MAINZ. Der geplante Stellenabbau im Bildungssektor ist nun endgültig beschlossene Sache. Im kommenden Jahr werden bis zu 300 Lehrerstellen in Rheinland-Pfalz ersatzlos gestrichen. „Mit diesem bildungspolitischen Kahlschlag bricht die Landesregierung kaum ein halbes Jahr nach Amtsantritt ihr Wahlversprechen“, erklärt die Landesvorsitzende der LINKEN Rheinland-Pfalz, Katrin Werner.

Kurze Beine – kurze Wege, eine hundertprozentige Unterrichtsversorgung sowie eine Verbesserung der individuellen Förderung von Schülerinnen und Schüler – so lauteten die Versprechen im Koalitionsvertrag. Mit dem beschlossenen Stellenabbau werden diese kaum mehr zu halten sein.

Das Hauptargument für den radikalen Einschnitt, die rückläufigen Schülerzahlen, ist nur ein Scheinargument. Die Zahlen der Erstklässler sind in diesem Jahr deutlich gewachsen. Ein weiterer Zuwachs wird mit der Einschulung von Flüchtlingskindern erwartet und auch die Geburtenzahlen sind in den letzten Jahren wieder angestiegen, sodass künftig wieder mit stärkeren Jahrgängen gerechnet werden kann.

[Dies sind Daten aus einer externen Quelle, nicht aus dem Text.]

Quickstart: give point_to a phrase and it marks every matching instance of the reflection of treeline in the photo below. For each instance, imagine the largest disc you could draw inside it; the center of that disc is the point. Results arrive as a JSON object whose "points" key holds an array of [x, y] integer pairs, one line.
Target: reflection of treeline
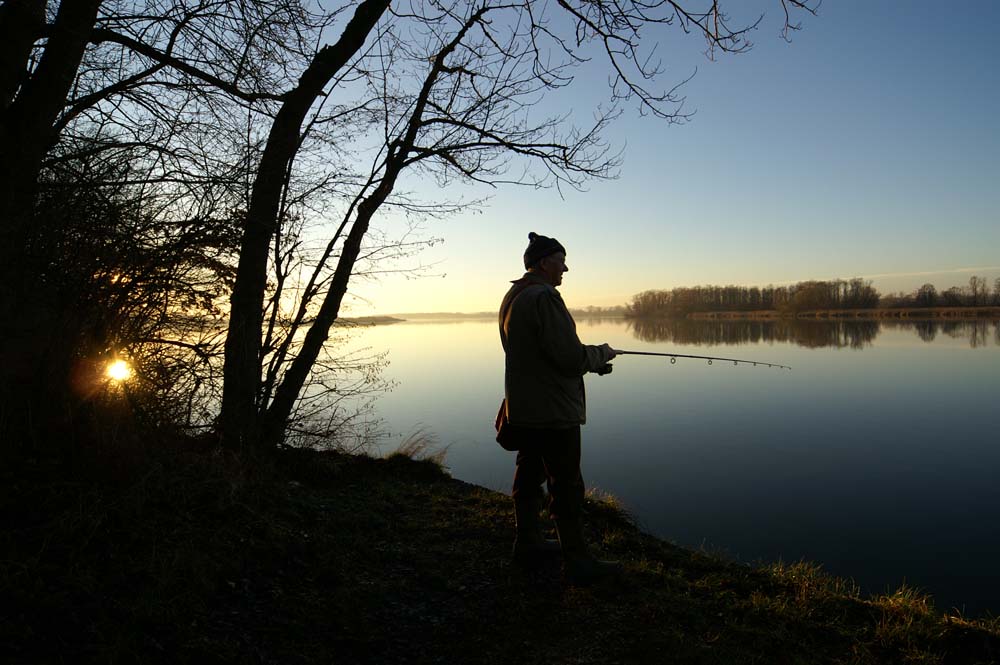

Bereits jetzt klagen viele Schulen über einen gravierenden Lehrermangel.

„Angesichts der absehbaren negativen Folgen, ist das Handeln der Landesregierung nicht nur unbesonnen, sondern schlicht unverantwortlich“, empört sich Werner. „Daher fordere ich höhere Investitionen in den Bildungsbereich, eine deutliche Aufstockung der Planstellen, sowie eine inklusive und individuelle Förderung von Schülerinnen und Schülern.“

7 KOMMENTARE

  1. „Leere Kassen – leere Köpfe“ … so betrügen also Fr. Dreyer und Ihre ‚Bildungs’ministerin Stefanie Hubig das Land um seine Zukunft. Eine gute Bildung ist Grundlage für freies, selbstständiges und eigenverantwortliches Denken und Handeln … kein Wunder, dass Ausbildung im sozialdemokratischen Wertegefüge keinen hohen Stellenwert zu haben scheint… wenn ja doch nur „das WIR entscheidet“, braucht der Einzelne ja nichts „drauf haben“.

  2. Ich war am Donnerstag auf einer Veranstaltung wo uns Frau Hubig versicherte das gespart werden müsse aber es würden keine Lehrerstellen gestrichen.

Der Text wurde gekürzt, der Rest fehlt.